Li vedi dispersi e decisi. Canottiere larghe e sciarpe, e cartelle datate, scritte coi pennarelli neri e spray rossi. Occhi lucidi, appassionati e puri. Lunghi capelli neri. E bionde rasate sui lati. Jeans strappati e pantaloni eleganti a risvolto. Negli zaini libri dalle copertine ingiallite e la critica ai compromessi storici.

Tiravamo sera con l’accendino a consumare i polpastrelli, le dita gialle e smorfie eleganti per soffiare via fumo denso e fare chiarezza nelle nostre notti. Ci dicevamo del senso di essere al mondo, vedevamo tramontare i nostri vecchi e per le nostre idee facevamo ricorso alle date incise sui cartelli intravisti nelle foto in bianco e nero. La barba incolta di mio padre e il pugno alzato a rivendicare il diritto di aprire la bocca e svelare il rosso della lingua.

C’è l’io in formazione, la testuggine organizzata delle battaglie perse, quei megafoni e lo stile vecchio dell’arringare la folla. I motivi va a finire che son sempre gli stessi.

Non ci vedo del bello nelle occupazioni studentesche se non il lucidare le proprie domande e cercare risposte nel collettivo, invocare una giustizia che non si conosce. Il bene comune è un campo da calcio per trascorrere i pomeriggi, la fontanella per bere e i contrasti duri. Le cadute a sangue sulle ginocchia e l’esercizio dei calci piazzati. E sentimenti contraddittori; vorrei dirci di non stancarci, vorrei dirci che è bello credere in qualcosa, un qualcuno, almeno in noi stessi, negli ideali di altri che la nostra breve esperienza ancora non coglie.
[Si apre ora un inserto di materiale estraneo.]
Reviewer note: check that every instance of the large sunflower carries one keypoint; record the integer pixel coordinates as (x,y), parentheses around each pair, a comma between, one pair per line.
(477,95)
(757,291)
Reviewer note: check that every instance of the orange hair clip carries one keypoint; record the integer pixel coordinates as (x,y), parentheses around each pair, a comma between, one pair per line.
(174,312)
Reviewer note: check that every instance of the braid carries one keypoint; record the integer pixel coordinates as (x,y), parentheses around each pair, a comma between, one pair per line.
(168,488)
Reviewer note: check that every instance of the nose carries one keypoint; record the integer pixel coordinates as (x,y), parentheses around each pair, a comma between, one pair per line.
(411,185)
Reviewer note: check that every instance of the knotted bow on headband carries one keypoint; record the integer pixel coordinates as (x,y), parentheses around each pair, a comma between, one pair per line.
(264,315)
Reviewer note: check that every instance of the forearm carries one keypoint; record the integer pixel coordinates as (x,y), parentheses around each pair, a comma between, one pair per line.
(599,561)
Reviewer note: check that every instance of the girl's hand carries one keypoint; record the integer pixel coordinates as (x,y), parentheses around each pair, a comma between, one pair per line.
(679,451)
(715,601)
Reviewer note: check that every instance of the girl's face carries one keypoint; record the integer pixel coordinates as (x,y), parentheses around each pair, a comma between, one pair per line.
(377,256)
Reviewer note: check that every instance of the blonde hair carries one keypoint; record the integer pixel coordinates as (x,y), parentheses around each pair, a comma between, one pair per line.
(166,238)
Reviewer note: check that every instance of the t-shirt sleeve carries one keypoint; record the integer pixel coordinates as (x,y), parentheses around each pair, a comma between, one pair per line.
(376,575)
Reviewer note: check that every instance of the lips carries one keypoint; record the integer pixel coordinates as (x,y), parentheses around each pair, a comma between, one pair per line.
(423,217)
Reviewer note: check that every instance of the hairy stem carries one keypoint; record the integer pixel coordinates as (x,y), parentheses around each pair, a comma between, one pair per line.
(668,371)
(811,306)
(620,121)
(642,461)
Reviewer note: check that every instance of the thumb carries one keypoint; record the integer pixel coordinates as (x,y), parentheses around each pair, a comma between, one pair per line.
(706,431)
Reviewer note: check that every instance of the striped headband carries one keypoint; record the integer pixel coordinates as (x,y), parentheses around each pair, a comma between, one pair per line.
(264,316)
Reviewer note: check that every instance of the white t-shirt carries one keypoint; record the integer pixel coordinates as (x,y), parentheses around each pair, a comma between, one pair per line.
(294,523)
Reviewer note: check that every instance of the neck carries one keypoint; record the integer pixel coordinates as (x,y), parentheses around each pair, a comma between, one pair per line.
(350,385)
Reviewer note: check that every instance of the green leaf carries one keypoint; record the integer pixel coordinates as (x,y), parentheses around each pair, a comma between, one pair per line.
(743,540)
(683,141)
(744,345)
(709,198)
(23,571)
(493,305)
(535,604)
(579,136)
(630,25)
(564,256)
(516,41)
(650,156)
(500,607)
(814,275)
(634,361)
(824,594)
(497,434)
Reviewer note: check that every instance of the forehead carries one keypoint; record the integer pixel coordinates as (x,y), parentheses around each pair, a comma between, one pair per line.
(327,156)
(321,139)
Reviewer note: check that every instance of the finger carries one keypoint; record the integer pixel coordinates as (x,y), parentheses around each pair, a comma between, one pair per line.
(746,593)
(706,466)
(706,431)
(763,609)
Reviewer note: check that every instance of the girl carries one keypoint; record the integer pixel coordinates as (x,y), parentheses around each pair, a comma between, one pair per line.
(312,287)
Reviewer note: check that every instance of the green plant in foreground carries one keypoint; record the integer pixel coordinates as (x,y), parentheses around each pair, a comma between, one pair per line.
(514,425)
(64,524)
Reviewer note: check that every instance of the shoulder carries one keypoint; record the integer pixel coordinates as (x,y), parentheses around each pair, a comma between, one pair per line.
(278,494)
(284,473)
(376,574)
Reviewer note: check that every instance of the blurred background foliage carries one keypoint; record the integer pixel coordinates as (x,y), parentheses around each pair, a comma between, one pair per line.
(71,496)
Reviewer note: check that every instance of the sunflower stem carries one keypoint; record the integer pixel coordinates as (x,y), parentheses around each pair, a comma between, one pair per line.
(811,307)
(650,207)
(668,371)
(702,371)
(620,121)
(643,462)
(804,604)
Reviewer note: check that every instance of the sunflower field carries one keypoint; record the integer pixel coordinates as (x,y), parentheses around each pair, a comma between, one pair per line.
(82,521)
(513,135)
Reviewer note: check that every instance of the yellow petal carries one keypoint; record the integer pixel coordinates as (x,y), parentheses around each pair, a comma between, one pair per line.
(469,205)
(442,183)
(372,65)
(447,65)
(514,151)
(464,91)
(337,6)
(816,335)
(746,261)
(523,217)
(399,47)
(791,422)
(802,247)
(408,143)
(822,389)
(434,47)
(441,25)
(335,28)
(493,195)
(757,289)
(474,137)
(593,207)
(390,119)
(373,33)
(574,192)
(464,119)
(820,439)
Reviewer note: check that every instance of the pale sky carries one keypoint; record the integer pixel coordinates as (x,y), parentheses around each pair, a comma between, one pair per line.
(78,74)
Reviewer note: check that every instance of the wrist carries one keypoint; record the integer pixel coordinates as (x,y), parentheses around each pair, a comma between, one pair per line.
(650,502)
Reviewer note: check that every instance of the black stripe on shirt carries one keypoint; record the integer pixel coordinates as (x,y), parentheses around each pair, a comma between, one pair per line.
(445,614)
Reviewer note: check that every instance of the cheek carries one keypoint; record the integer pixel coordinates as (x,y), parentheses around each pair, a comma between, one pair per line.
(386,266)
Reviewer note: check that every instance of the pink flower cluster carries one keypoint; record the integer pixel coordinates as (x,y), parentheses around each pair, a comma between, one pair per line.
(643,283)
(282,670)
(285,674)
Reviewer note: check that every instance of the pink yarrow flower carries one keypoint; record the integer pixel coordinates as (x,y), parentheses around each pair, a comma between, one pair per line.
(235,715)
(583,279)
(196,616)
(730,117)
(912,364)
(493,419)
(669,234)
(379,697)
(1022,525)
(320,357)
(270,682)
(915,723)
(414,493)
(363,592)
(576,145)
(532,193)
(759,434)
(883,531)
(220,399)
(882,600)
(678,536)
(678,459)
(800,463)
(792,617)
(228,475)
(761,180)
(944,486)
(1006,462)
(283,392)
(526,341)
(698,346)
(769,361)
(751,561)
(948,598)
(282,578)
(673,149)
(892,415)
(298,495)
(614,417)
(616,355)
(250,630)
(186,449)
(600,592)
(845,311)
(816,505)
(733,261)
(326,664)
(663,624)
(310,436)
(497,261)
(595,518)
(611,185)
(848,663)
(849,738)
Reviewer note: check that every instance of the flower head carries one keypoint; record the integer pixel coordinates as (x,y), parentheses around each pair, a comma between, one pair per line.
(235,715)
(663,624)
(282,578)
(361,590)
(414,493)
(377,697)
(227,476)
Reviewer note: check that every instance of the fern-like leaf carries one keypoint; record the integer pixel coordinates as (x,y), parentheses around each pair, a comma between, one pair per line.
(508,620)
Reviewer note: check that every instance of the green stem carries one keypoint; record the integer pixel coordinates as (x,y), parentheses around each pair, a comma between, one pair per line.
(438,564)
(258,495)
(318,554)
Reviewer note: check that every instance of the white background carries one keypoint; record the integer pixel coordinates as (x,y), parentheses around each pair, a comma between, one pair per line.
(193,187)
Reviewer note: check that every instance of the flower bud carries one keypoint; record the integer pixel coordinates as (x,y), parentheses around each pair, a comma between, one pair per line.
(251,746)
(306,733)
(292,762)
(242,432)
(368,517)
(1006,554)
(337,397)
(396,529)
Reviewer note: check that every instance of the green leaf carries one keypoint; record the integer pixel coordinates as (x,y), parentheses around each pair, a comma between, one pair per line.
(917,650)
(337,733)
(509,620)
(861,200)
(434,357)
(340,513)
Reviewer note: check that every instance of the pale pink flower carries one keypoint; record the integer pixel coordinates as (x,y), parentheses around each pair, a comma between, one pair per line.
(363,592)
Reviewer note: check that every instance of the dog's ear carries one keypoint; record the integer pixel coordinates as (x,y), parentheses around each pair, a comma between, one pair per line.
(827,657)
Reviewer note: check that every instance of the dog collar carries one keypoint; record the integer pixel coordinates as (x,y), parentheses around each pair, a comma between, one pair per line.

Mi piacerebbe ci fossero più case aperte e meno assemblee. L’abuso dei beni comuni. Una libreria è una libreria, e ne sono rimaste poche. Non facciamone slogan, non mettiamoci i libri di un’epoca fa e odore stanco di pantaloni a zampa. Per sconfiggere i pachidermi bisogna farsi furbi e sfidarli su un campo che non è il loro. Portiamoli al mare, facciamoci orche e impariamo l’agilità tra le correnti. Meravigliamoci del giallo fosforescente del plancton e non diamo tutto per due casse semidistrutte, la parata dell’orgoglio dei diversi e quattro stracci senza in tasca neanche più un quotidiano.

Poi quelle divise, il casco a bloccare il pensiero, a cercare il potere nell’ordine, il comando del comandato, la servitù accumula rabbia. Noi figlie e fratelli delle stesse madri. La spesa al mercato e mettiti la canottiera che prendi freddo. Noi seduti agli stessi banchi di scuola ora ci facciamo cariche opposte e poi ci lamentiamo quando siamo i primi a offendere e così fieri di mostrare il taglio sul viso.

Maledetta la comunicazione e maledetta questa spettacolarizzazione dei nostri vorrei.

Che stiamo male è scritto nei nostri rapporti d’amore, nel non lasciarsi stare delle nostre vene e negli stupefacenti che inseguiamo la notte. Diplomati in canti e in letture, chiamiamo compagni coloro che scegliamo fratelli. Quando poi arrivi a casa ti togli le scarpe e cammini piano per non far rumore, poi tiri le coperte fin sotto al naso, respiri forte, guardi il soffitti e dici: sono un combattente, un guerriero. E provi a disegnare un’ideale sulla parete, e va a finire che non ci riesci, che un po’ copi e un po’ ti chiedi se vale la pena stare ancora sull’altalena, ma poi ti spingono e senti l’ebrezza del volo e chiudi gli occhi perché hai paura e non puoi sostenere la vista dall’alto. Così cambi discorso e ti ritrovi bagnato, sudato, e aneli mappamondi di carne per distendere le tue mani stanche e bocche accoglienti per il calore che cerchi e che non trovi più.